Improved Outcomes for Family’s Economic Self-Sufficiency:
The additional 18-year study of high-risk mothers – who had participated in nurse home visits during pregnancy until their first child’s second birthday – showed that when their first child was 18 years old, they had saved the government $17,310 (2009 dollars) in public benefits compared to women in the control group. These savings came from reduced costs for Medicaid, the Supplemental Nutrition Assistance Program (SNAP), and welfare cash assistance. Considering the $12,578 cost per family of program participation, this represents a net savings of $4,732 (2009 dollars) in government costs. The reduction in public benefit costs was explained in part by nurse-visited mothers better planning subsequent pregnancies.
This study demonstrates how Nurse-Family Partnership when serving high-risk mothers improved the mother’s life course – improving her economic self-sufficiency – and strengthened families. Nurse-visited mothers, when compared to the control group, were more likely to get married over the 18-year follow-up period and had higher rates of co-habitation. These mothers also had greater sense of mastery, that is, confidence in their ability to manage challenges in their lives. At the 18-year assessment, nurse-visited mothers had spouses who were employed 14 months more than those in the control group. There were no other program effects on maternal self-reported behavioral health.
Beginning in 1990, this study enrolled primarily African-American women with high-risk characteristics: 85% were living in households below the federal poverty level and in highly-disadvantaged neighborhoods in Memphis, TN.

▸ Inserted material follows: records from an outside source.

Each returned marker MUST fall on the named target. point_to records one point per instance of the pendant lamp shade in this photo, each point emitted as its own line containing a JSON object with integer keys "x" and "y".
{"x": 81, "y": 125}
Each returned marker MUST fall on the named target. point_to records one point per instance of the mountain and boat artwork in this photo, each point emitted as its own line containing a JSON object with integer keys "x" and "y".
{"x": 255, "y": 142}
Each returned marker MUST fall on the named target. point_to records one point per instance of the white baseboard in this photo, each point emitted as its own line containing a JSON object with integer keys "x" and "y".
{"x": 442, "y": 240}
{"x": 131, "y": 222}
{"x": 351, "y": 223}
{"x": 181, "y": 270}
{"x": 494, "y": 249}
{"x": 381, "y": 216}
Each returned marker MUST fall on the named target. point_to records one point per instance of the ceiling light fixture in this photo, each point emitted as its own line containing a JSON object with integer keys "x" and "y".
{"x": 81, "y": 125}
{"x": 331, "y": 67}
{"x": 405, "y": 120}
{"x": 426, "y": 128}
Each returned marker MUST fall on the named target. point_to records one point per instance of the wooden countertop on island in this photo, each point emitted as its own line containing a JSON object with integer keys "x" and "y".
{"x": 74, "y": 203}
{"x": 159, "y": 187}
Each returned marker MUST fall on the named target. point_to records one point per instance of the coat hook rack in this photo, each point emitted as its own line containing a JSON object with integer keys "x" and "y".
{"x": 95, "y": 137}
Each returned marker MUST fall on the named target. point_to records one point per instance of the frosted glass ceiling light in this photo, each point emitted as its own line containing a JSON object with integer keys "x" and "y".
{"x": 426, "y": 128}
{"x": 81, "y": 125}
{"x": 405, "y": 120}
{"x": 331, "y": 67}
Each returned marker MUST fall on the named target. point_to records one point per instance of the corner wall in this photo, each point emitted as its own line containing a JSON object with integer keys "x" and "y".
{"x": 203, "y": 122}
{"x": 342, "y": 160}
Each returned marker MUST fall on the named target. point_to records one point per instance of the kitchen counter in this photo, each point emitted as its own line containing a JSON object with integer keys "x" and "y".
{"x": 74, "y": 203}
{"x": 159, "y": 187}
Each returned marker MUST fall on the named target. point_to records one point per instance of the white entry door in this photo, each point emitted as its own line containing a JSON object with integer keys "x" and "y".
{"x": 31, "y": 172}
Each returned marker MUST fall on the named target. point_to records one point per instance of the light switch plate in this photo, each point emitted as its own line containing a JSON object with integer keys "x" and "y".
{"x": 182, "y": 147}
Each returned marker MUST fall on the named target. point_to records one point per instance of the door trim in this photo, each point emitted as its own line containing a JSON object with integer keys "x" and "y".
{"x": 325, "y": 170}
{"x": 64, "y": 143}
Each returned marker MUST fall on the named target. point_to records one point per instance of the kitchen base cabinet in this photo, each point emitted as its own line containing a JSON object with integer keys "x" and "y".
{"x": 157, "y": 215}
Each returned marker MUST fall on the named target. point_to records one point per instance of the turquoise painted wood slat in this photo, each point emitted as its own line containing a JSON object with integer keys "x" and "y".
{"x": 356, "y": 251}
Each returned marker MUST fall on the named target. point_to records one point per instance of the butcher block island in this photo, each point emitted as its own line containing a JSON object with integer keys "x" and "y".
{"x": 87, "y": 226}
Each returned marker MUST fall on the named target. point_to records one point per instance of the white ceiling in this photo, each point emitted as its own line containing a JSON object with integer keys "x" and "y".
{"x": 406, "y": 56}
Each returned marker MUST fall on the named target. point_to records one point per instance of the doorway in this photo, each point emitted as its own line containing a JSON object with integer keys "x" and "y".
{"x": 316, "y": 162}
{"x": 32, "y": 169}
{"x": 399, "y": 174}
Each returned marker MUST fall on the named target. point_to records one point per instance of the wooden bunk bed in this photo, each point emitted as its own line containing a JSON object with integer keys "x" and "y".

Both studies had high retention rates, which contribute to the validity of the findings. The mother study completed assessments on 85% of those mothers that were still alive at their first child’s eighteenth birthday; while the youth study completed assessments on 90% of the children still alive at age 18. These high rates of retention are rare in longitudinal studies.
These follow-up studies are the most recent reports from a series of randomized, clinical trials of Nurse-Family Partnership over the past four decades. Families in these trials are being followed over their life course to estimate NFP’s long-term effects – far beyond when the program ends at the first child’s second birthday. These studies have found that Nurse-Family Partnership is successful in reducing welfare use, improving maternal life course, improving children’s cognitive development and academic achievement, reducing juvenile crime, and improving birth outcomes.